Ao nos tornamos bípedes, aquelas que seriam nossas patas dianteiras ficaram livres para se transformar em mãos – as quais, juntamente com a linguagem, são consideradas os traços fundamentais para a caracterização de nossa espécie.
A mão não se comporta como os outros órgãos – ela tem algo de particular e extraordinário. Como a linguagem, ela é veículo de significação; ela está ligada ao gesto, ao sinal; ela aponta, ela mostra, ela toma, ela oferece. Ela é a extensão mais importante do cérebro, e dele recebe, com justiça, um tratamento privilegiado.
Na escrita, mais do que nunca, os dois atuam juntos – um não manda no outro, mas são parceiros, num diálogo em que os músculos e a mente ensinam e aprendem ao mesmo tempo. Depois de automatizada, a escrita passa a ser uma dança em que o corpo e o espírito se movem em harmonia; só então se pode dizer, como Cervantes, que a mão que empunha a pena se tornou a língua de sua alma.

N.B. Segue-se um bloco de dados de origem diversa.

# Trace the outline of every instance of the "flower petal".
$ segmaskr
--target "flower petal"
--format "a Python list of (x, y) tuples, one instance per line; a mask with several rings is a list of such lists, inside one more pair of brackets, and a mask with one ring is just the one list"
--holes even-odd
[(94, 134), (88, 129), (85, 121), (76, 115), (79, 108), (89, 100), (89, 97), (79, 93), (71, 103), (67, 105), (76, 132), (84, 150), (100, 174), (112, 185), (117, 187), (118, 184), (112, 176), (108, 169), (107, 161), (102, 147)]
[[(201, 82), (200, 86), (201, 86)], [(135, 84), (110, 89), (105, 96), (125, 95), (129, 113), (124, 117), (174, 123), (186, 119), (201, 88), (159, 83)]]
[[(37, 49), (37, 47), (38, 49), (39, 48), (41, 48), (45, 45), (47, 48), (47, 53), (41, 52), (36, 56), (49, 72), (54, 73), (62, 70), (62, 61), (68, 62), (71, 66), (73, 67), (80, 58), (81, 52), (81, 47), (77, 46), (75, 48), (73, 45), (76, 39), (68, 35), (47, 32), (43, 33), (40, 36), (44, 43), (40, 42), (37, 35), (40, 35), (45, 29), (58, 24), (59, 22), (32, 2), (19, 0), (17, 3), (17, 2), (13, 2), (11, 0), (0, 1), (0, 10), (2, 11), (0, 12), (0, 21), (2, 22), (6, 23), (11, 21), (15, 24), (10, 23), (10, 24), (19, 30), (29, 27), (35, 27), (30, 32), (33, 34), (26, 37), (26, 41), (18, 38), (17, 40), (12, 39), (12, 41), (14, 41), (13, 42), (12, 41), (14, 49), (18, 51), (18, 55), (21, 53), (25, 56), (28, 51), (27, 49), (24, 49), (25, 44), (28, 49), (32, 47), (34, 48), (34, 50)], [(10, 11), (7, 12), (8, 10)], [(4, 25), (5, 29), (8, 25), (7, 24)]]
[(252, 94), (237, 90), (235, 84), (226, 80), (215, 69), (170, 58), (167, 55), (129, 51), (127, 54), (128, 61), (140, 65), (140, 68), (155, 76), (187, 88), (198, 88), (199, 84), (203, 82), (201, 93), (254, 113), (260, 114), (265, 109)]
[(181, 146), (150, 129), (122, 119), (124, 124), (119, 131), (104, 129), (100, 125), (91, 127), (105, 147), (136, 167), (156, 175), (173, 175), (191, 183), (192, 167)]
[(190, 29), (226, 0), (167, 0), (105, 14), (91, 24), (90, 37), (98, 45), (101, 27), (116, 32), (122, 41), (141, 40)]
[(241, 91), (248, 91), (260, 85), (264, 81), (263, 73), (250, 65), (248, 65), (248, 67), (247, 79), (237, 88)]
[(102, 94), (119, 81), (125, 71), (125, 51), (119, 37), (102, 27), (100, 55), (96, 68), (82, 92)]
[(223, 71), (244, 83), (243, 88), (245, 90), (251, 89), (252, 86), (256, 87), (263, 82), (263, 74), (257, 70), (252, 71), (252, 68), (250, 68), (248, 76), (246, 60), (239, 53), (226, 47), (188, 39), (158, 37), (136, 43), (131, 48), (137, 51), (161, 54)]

A partir desse momento, o jeito de traçar as letras, de ligar umas às outras, de cortar os tês ou pôr os pingos nos is passa a ser uma característica tão particular e inconfundível quanto o meu rosto ou minha voz.
Da mesma forma, os sinais que os pintores depõem em sua tela valem como verdadeiras impressões digitais. Quando o Papa enviou a Florença um emissário para pedir que Giotto, um dos grandes mestres do Renascimento, fornecesse uma amostra de seu trabalho, o pintor simplesmente tomou uma folha em branco e com sua pena, usando um vermelho muito vivo, traçou à mão livre um círculo tão perfeito que, diz Vasari, “era uma maravilha de se ver” – e isso foi suficiente.
Minha letra é também tão pessoal que basta minha assinatura para provar quem sou eu – e por isso mesmo, quando não quero ser identificado, vou me esconder na neutralidade da letra de fôrma.
Pois não é que agora, indiferentes a tudo isso, surgem vozes delirantes a dizer que é desnecessário o ensino da escrita cursiva na escola? Afinal, alegam, se nosso jovem só escreve mesmo no computador ou no celular, por que não alfabetizá-lo diretamente no teclado ou, no máximo, em letras de bastão?
Mas estão cegos e surdos? Não veem o que vamos perder? A criança de hoje deve aprender a usar o teclado, sem dúvida, mas como um acréscimo necessário à sua formação, e não à custa desta aliança essencial entre a mão e a linguagem. A perda seria irreparável.